Posted by: Lynn at June 24, 2009 08:26 AM
I did not think anybody could replace Steve Allen. Then came Johnny and Ed and Doc and Tommy Eubanks. The bantering among them was entertaining. Even when they had boring or odd guests, the show was still enjoyable. Like Lynn, I quit watching late night talk after Carson retired.
I knew Ed was a Marine fighter pilot. I did not know he flew combat missions in Korea in the little Bird Dog. That makes him even a bit better in my eyes.
Posted by: TomR at June 24, 2009 11:14 AM
I knew all that background about Ed, he's one of my heroes that you'd never suspect had performed such feats.
Like Lynn, I quit watching late night talk shows after Carson retired. I believe it was their ability to poke fun at anything or anybody without the personal vehemence that made them such a popular pair. In all those episodes Carson only lost it once, that was when Don Rickles broke his stage prop,, Carson's treasured cigarette box, while guest hosting his show and didn't tell him.

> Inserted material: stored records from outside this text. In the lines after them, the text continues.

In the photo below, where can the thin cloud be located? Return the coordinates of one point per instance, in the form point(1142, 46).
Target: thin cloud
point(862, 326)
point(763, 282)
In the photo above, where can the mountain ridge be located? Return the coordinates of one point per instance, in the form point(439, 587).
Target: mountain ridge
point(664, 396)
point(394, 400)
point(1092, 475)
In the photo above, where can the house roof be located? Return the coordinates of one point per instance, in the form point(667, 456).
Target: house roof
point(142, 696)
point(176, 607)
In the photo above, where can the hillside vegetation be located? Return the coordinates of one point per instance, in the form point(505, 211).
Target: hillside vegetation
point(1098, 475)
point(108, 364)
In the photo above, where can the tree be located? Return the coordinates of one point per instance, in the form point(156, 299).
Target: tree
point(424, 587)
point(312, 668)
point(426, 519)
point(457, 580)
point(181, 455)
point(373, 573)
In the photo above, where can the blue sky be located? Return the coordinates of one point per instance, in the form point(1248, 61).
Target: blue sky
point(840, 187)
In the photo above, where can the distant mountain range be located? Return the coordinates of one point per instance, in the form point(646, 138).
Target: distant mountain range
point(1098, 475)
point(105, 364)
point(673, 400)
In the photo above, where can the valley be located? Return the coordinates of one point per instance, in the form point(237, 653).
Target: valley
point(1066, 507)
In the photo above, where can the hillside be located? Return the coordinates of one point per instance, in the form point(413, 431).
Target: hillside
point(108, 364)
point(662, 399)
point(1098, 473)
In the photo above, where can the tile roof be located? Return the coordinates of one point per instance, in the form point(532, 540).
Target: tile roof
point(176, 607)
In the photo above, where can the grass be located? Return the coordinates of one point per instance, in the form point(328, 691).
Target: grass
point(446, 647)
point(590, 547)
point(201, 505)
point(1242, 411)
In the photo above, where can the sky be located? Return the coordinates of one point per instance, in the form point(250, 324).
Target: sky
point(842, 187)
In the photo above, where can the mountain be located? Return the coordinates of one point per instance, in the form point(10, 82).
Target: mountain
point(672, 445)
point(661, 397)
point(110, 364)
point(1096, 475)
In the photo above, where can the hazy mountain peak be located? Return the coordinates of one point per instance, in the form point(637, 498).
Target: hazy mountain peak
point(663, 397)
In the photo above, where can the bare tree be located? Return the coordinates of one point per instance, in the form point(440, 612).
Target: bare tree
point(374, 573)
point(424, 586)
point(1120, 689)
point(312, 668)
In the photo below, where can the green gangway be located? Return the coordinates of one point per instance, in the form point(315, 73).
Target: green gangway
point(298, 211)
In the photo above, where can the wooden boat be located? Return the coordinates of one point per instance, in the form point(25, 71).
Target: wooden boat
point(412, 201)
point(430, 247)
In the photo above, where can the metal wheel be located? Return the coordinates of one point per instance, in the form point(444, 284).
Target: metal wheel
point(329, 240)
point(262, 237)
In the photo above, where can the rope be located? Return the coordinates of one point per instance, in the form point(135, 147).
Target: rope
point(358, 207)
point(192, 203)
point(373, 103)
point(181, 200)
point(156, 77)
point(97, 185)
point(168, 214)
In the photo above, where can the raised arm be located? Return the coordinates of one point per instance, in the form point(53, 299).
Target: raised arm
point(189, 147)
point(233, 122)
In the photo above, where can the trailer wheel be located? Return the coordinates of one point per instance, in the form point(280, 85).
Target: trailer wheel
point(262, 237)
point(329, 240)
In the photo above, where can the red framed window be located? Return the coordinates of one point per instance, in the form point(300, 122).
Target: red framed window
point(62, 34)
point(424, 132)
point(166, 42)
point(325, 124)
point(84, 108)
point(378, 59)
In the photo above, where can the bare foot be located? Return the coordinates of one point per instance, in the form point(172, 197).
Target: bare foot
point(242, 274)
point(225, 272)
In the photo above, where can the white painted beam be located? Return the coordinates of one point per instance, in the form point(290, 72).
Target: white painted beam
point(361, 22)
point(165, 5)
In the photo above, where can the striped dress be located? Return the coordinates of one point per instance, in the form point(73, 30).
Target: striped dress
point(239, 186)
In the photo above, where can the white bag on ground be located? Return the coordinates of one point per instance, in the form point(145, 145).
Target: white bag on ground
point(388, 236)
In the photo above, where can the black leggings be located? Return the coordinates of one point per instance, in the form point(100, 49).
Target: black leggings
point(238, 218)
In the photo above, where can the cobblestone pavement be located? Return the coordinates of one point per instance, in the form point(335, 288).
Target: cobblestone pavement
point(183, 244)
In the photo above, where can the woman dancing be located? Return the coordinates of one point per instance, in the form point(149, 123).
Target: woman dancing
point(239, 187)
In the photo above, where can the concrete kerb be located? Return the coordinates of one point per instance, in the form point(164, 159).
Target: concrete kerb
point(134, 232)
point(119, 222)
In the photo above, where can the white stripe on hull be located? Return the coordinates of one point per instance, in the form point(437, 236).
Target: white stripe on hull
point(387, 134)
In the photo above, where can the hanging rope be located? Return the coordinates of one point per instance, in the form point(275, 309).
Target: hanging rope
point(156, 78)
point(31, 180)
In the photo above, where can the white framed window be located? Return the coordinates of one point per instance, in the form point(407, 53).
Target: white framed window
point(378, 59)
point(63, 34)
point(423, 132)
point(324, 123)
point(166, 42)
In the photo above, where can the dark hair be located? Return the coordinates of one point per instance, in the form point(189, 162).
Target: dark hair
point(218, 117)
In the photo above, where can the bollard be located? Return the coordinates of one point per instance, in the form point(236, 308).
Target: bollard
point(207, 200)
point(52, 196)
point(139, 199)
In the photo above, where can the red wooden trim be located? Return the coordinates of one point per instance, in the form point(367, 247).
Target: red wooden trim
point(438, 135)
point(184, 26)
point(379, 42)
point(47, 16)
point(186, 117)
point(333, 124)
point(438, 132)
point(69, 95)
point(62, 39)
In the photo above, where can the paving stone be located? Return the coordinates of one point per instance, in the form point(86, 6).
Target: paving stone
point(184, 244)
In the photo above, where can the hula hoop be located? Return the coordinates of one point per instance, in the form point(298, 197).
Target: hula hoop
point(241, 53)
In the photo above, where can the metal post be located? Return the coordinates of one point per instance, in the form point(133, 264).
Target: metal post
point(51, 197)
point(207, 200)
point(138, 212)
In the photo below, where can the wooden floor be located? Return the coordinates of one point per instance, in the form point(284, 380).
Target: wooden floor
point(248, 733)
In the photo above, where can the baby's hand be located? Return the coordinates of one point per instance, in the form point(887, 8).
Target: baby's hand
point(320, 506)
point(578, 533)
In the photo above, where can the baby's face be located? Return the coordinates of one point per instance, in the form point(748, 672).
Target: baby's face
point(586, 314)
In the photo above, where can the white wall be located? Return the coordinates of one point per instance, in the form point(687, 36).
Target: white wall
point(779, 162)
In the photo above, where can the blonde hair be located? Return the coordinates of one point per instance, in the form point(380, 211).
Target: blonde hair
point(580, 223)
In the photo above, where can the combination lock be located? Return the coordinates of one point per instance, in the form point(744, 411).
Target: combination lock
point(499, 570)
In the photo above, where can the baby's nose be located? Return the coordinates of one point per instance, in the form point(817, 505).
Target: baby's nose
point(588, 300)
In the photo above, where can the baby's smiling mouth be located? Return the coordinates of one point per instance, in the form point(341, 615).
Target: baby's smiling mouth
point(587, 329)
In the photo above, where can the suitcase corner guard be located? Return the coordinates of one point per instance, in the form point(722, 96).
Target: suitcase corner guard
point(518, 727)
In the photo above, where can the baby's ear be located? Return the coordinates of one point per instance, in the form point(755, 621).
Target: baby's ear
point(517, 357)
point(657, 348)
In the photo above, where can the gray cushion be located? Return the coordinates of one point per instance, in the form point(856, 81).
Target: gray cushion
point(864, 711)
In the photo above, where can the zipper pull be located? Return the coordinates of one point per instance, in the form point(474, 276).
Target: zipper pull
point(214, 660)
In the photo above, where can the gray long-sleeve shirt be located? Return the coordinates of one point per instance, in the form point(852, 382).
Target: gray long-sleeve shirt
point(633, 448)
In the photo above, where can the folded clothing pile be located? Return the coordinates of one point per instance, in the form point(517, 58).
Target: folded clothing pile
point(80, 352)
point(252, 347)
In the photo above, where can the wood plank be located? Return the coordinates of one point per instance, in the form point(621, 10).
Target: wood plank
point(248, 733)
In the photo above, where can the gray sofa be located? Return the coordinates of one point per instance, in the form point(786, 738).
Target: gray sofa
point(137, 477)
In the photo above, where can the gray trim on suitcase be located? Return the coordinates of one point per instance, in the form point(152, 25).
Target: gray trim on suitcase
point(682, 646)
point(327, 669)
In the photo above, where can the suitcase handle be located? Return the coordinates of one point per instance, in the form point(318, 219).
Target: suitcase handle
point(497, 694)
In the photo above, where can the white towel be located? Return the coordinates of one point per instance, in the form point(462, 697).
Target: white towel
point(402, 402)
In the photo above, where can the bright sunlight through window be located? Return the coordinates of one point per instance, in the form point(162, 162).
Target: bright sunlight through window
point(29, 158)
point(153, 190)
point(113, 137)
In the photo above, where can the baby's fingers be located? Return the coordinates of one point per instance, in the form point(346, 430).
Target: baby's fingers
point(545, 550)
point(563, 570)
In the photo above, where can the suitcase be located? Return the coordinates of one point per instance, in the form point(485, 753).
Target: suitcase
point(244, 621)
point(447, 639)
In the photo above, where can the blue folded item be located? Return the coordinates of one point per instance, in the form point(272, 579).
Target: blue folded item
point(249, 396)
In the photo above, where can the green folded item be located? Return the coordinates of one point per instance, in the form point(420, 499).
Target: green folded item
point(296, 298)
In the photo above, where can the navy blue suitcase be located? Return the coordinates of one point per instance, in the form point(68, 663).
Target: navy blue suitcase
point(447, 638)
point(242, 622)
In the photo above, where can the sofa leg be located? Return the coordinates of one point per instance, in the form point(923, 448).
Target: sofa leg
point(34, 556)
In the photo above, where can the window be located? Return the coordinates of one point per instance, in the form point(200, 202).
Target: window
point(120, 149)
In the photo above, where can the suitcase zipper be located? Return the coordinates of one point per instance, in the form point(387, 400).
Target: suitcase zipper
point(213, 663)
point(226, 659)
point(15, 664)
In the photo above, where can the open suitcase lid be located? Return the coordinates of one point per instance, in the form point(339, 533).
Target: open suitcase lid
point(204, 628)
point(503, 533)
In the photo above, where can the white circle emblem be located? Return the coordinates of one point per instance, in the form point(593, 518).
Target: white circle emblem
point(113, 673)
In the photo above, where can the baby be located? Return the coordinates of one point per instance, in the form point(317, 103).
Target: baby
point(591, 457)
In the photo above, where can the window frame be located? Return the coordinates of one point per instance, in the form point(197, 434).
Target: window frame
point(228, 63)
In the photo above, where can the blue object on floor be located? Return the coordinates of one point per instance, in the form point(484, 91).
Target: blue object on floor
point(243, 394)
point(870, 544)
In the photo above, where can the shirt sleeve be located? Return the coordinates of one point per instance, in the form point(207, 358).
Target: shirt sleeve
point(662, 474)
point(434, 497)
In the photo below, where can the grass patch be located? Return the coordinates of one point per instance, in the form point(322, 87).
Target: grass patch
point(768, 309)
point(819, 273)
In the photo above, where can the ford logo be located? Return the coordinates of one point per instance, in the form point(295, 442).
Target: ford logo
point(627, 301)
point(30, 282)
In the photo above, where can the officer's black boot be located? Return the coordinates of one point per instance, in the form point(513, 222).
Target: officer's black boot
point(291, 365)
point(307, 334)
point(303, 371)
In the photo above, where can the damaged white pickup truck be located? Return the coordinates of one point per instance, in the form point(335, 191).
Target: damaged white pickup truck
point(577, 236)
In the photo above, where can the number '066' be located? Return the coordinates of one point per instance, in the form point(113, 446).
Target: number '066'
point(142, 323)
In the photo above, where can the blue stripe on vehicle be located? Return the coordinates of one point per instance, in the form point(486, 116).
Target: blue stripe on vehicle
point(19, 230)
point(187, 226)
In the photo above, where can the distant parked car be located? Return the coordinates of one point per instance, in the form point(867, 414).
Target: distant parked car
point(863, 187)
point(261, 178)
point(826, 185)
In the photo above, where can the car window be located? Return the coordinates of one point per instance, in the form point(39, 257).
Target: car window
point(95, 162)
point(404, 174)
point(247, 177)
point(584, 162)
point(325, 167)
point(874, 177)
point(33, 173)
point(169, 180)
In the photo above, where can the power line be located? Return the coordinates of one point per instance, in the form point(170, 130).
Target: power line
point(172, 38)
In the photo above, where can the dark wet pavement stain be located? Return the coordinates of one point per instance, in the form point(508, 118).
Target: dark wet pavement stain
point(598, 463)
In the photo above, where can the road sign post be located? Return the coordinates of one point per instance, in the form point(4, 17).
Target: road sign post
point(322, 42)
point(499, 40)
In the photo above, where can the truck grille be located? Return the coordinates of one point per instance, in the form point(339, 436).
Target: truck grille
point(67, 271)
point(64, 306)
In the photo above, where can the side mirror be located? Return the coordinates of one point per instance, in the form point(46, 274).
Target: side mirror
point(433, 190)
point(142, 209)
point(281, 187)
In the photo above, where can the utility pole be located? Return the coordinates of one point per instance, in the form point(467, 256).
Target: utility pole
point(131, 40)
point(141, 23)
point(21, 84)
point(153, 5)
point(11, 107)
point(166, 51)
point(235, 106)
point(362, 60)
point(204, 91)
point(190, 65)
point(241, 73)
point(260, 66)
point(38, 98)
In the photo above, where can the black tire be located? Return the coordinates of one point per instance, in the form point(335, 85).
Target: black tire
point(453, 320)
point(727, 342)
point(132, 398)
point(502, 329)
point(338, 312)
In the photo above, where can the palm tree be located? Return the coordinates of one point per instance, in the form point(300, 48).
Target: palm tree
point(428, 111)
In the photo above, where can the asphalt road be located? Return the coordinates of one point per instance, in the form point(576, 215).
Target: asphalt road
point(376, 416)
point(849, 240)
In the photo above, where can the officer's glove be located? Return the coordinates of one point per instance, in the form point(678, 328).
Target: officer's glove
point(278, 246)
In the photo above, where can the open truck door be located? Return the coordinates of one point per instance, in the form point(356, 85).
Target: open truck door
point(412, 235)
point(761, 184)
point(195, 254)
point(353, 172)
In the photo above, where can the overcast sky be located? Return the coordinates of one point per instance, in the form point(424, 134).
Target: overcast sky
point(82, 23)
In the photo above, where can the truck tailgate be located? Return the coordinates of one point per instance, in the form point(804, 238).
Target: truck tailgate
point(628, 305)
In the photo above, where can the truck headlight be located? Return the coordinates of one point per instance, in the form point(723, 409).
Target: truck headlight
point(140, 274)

The next night, Johnny discovered the broken box and got even with Don Rickles, that's class. RIP Ed. We'll all miss that infectious laugh.
Posted by: Jack at June 24, 2009 01:44 PM
They were great. Never will we see this kind of talent again. At least not in our lifetime.
Posted by: Mark at June 24, 2009 02:47 PM
Lynn, well said and I can just imagine that
Posted by: Wild Thing at June 24, 2009 08:47 PM
Tom, I smiled so big when I read that
about the Bird Dog. I thought of you.
Yes I agree so much, I really miss
the banter they did. No one has been
the same since or even close.
Posted by: Wild Thing at June 24, 2009 08:50 PM
Jack,LOL I love that, thank you so much.
I loved how Carson did that to Rickles.
Posted by: Wild Thing at June 24, 2009 08:53 PM
Mark, I agree, it was one of those times
that all came together. I honestly can't
see it happening again like it was.
I am so glad we all got to be a part of
it as an audience to their fun and humor.